It took me almost ten years to discover what the meadows of my 60s is about. I’m now 68, prepared to begin the ascent to the meadow of my 70s.
In 2016 I wrote how ascending meadows is a metaphor for maturing, coming toward the fullness of salvation. I was 62 and had ascended five meadows (my 20s, 30s, 40s, and 50s). I had learned how, in ascending, we can look back and see what our previous meadow was about. We also see how the optimum window of opportunity for ascending is between the age of 28 and 32, 38 and 42, and so on, every ten years. Miss it and your faith plateaus.
Which brings me to 2023. I’m 68, beginning the ascent to the meadow of my 70s. And in so doing, I’m discovering what the 60s is about: fervency. But not fervency as most imagine it. I referring to fervency as the opposite of sloth. Now there’s a word we hardly hear anymore.
Sloth is number four on the list of the Seven Deadly Sins. Aquinas defined it as “sluggishness of the mind which neglects to begin good.” Sloth is a certain weariness with toilsome work and, quite often, the tiring world. Slothful people groan at the notion of beginning something arduous, resisting the demands that come with loving God and neighbor. They opt instead for escapism or apathy.
I feel this in my 60s. Slothful people talk about bucket lists—travel, fine cuisine, golf, and so on. These aren’t bad necessarily. But they often indicate a weary resignation from the perseverance required to keep working at seeking the good of all. Sloth seeks to scale back, settle down in a comfortably cozy Christianity. That’s not for me. At 68, I’m opting for fervency, largely because of lessons I’m learning as I ascend. Here are four.
Unlearning. Mark Twain said education consists mainly of what we have unlearned. We don’t come to faith tabula rasa (clean slate). We come with incorrect or incomplete preconceived notions about God, faith, salvation. We must unlearn them. As Teresa of Avila (the mystic depicted in the The Ecstasy of Teresa statue) ascended in levels of prayer, she learned “the soul takes great delight in her unlearning.”[1] This is a delight I hardly hear in older Christians. I first noticed this in my 40s. Christians my age would describe their faith as they did in their teens and 20s. If 20 years into your faith you’re still describing Jesus, the cross, and salvation as you did 20 years ago, you haven’t matured in the faith. You haven’t unlearned what you should have unlearned.

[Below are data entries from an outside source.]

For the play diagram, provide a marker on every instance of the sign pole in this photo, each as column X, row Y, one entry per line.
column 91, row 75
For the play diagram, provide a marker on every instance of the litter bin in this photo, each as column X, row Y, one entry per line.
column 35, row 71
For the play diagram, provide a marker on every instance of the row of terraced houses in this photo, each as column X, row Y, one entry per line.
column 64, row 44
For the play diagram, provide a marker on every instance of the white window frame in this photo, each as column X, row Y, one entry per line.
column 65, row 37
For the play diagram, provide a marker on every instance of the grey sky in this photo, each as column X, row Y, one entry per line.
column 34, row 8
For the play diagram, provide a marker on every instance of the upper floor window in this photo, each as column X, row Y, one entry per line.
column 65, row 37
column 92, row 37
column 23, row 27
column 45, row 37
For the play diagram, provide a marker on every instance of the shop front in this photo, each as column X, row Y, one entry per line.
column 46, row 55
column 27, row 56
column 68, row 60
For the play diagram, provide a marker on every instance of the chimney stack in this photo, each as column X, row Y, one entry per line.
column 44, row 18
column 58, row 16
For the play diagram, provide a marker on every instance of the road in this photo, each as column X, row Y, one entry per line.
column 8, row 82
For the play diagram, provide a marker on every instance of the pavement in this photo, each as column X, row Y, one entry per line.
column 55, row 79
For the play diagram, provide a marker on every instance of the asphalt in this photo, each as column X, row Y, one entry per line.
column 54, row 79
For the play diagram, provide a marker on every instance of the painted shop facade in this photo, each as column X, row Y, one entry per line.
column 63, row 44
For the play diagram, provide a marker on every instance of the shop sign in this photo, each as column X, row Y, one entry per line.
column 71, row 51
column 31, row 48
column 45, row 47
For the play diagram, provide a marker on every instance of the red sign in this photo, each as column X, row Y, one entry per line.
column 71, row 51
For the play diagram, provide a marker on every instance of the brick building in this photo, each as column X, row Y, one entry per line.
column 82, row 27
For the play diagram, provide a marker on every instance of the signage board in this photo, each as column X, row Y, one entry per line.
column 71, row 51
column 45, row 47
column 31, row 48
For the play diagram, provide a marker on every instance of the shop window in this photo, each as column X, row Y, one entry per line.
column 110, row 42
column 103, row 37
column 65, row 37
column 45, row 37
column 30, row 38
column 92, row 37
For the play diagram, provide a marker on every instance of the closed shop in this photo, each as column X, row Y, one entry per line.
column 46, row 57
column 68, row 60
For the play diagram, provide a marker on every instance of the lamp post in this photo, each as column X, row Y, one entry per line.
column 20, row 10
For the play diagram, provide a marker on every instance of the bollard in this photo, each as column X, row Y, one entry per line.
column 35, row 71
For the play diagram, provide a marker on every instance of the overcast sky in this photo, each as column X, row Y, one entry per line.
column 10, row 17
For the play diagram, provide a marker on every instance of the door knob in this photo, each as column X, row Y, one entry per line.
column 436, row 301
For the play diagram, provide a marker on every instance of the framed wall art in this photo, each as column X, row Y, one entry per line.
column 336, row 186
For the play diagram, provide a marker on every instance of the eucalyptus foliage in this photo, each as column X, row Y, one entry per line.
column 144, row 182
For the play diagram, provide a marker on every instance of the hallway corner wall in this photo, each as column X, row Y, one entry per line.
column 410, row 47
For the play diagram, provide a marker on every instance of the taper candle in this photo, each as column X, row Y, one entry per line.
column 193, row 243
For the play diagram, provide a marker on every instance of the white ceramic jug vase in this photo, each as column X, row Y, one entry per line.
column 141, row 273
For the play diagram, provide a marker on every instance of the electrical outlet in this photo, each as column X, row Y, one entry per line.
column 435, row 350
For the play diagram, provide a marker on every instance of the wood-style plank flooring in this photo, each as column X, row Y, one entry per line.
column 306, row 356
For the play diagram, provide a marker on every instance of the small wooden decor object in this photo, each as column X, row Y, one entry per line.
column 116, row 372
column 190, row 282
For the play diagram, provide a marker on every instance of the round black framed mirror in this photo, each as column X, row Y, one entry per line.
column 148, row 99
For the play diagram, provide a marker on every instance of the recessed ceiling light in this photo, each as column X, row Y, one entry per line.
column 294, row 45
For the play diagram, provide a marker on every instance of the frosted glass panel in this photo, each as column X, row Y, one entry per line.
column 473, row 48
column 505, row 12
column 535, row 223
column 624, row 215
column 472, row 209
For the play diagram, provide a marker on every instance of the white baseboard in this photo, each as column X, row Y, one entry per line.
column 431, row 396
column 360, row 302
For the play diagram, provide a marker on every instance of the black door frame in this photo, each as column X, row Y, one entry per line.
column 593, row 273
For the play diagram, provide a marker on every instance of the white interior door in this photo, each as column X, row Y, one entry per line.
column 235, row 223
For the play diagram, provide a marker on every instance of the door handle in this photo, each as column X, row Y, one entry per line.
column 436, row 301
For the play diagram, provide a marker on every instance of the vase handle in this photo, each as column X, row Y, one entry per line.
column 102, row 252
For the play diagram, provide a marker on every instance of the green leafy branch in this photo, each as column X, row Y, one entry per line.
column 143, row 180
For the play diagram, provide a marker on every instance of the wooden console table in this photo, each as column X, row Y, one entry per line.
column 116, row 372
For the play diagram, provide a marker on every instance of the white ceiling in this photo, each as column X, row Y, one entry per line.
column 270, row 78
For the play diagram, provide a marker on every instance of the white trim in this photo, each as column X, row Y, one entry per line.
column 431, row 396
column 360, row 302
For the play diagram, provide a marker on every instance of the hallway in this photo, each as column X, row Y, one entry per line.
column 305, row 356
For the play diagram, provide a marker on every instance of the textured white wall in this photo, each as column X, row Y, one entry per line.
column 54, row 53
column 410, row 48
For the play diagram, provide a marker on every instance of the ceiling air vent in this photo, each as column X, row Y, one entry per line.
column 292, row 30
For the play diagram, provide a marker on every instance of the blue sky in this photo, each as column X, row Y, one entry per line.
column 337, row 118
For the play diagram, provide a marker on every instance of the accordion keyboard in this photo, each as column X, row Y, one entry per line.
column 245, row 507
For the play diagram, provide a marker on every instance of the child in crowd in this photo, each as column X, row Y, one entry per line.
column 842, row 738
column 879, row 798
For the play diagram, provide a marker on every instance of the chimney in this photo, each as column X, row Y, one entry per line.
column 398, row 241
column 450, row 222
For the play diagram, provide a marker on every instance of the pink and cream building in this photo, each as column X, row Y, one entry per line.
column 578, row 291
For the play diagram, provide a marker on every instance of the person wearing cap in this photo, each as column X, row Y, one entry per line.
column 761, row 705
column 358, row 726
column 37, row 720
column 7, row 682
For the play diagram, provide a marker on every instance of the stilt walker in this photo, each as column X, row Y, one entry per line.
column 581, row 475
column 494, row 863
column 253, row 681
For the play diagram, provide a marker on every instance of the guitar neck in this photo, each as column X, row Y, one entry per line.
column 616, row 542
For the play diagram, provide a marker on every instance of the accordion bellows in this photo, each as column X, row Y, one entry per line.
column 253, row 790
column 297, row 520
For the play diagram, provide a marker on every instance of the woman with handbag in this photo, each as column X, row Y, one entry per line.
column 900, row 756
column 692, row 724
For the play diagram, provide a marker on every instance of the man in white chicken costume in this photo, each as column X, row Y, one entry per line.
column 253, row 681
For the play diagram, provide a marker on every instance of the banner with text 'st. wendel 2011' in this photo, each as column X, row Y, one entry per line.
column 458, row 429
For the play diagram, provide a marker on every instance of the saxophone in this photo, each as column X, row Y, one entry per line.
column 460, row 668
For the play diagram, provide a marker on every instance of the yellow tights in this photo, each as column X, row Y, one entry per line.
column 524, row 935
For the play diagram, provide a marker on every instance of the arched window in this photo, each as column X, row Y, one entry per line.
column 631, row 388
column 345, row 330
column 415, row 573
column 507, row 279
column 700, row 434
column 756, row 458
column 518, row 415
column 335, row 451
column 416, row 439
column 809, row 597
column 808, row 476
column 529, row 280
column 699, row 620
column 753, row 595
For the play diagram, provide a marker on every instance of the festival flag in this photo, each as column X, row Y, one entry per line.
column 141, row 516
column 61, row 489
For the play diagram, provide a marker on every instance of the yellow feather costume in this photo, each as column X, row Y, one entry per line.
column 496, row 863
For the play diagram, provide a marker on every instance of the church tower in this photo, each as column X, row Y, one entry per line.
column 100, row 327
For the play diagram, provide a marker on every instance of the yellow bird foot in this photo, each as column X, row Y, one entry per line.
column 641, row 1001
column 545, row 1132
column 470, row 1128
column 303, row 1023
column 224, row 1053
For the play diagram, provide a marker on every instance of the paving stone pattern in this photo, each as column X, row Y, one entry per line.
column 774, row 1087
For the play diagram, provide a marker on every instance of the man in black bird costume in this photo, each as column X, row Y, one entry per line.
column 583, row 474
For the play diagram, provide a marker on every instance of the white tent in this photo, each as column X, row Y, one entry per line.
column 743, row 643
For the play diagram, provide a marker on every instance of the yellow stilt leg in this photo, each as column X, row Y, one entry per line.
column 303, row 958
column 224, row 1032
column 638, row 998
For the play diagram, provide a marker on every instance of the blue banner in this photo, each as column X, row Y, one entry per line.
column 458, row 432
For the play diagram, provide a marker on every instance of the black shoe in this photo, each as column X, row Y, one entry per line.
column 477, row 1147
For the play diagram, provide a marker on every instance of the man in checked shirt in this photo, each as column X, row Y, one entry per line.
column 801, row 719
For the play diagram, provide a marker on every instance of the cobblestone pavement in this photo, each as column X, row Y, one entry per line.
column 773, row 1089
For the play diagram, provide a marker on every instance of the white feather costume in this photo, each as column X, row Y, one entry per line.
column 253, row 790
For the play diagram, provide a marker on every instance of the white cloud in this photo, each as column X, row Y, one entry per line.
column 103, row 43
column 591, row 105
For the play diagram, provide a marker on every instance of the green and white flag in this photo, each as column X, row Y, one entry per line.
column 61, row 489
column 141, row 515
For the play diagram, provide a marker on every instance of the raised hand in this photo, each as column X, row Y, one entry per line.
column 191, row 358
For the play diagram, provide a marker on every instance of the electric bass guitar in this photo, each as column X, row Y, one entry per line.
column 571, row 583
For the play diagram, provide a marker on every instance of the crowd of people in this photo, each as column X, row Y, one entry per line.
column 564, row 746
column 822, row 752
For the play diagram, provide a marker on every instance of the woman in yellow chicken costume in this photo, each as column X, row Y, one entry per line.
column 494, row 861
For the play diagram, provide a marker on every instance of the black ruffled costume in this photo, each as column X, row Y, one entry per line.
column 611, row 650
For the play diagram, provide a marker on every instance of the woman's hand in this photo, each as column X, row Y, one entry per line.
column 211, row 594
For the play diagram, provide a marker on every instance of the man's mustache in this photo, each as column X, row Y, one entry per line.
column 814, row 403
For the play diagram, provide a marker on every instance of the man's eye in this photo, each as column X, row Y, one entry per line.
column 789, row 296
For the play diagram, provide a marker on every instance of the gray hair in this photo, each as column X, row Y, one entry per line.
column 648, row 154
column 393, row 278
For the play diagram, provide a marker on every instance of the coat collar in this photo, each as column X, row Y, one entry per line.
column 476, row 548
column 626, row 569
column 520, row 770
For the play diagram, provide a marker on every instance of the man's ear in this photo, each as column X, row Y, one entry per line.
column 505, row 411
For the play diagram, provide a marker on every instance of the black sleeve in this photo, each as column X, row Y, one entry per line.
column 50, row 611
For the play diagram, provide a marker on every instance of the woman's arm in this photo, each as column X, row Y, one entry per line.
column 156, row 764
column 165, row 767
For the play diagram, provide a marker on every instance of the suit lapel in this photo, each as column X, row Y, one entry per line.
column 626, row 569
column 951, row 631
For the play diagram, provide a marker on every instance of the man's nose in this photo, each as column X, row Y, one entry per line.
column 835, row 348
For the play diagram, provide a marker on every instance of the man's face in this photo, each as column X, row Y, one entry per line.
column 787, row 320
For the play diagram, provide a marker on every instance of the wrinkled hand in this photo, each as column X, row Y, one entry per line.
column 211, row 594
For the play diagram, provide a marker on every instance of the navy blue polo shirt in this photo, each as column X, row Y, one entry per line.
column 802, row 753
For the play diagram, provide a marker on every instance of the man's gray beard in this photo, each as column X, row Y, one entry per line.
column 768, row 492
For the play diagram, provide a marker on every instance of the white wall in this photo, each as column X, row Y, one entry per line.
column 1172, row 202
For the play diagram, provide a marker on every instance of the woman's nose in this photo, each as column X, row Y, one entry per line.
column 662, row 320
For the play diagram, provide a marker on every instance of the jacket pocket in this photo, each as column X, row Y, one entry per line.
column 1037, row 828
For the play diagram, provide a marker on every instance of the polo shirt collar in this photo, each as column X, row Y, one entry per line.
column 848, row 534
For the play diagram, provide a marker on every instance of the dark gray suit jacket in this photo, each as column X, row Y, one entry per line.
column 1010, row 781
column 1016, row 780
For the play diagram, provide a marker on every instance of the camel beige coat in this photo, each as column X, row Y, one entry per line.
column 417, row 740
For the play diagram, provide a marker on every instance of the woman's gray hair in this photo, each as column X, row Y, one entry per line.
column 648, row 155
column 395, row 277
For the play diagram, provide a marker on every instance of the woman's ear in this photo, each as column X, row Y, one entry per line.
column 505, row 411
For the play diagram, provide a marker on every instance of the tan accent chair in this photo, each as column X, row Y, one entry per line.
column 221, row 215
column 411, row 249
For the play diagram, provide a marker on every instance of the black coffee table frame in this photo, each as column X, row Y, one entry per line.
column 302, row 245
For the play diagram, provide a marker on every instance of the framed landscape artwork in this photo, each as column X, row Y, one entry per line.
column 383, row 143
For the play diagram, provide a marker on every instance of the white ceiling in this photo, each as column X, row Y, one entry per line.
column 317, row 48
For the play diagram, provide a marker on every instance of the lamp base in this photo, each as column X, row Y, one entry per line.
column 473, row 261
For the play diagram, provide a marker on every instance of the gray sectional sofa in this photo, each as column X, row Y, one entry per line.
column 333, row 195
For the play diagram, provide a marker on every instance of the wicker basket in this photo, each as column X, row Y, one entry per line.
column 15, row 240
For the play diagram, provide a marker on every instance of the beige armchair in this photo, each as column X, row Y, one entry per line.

Confessing. Unlearning means confessing where I’ve been wrong. I learned some of this from G. K. Chesterton, who wrote, “We do not really need a religion that is right where we are right. What we need is a religion that is right where we are wrong.” I’ve been wrong about many things, including salvation, the cross, and so on. As I’ve unlearned, I’ve come clean and confessed.
Delaying gratification. Bucket lists are the things you do before you die. Fervency is just the opposite. It’s pouring out your life as a drink offering before you die. So you often delay gratification in this life. It’s taking pilgrimages over playing tourist (imagine travelling the universe in eternity without having to check bags). It’s knowing we’ll enjoy the finest cuisine at the wedding banquet with Christ. We’ll live in the biggest mansion ever.
Recognizing passion is not fervency. In ascending I’ve come to appreciate what the Carmelite nun Thérèse of Lisieux wrote: passion is not spiritual fervency. Scripture depicts passion as intense suffering or sexual climax (i.e., sexual arousal in animals or people advised to marry rather than burn with passion). No one cannot sustain either for any length of time, which is why passion is not fervency. Fervency is persevering in seeking the good of all, ascending above the sluggishness of the mind which neglects to begin good as we get older.
I close with two considerations. The first has to do with taking sloth seriously.
Thirty years ago, American novelist Thomas Pynchon wrote: “Unless the state of our souls becomes once more a subject of serious concern, there is little question that Sloth will continue to evolve away from its origins… when time was a story, with a beginning, middle and end. Belief was intense… The Christian God was near. Felt. Sloth—defiant sorrow in the face of God’s good intentions—was a deadly sin.” Do we who are getting up in the years treat sloth as a subject of serious concern?
The second is what’s behind sloth. C. S. Lewis captures it in a chilling passage in The Screwtape Letters. The worldly-wise Screwtape is advising his nephew Wormwood, a novice demon in charge of securing the damnation of an ordinary young man. But this young man instead comes to Christ. In retaliation, Wormwood is advised to “steal away a man’s best years not in sweet sins but in a dreary flickering of the mind over it knows not what and knows not why, in the gratification of curiosities so feeble that the man is only half aware of them… but which once chance association has started them, the creature is too weak and fuddled to shake off.” Sloth. The seeds are sown in our 20s. The weeds appear in our 60s if we don’t ascend. Which is why at 68 I’m fervent for Christ, making my next ascent.
I hope you’ll do likewise in whatever level of ascent is coming next for you.
[1] Teresa of Avila: The Book of My Life, translated by Mirabai Starr (New Seeds, 2007), 111.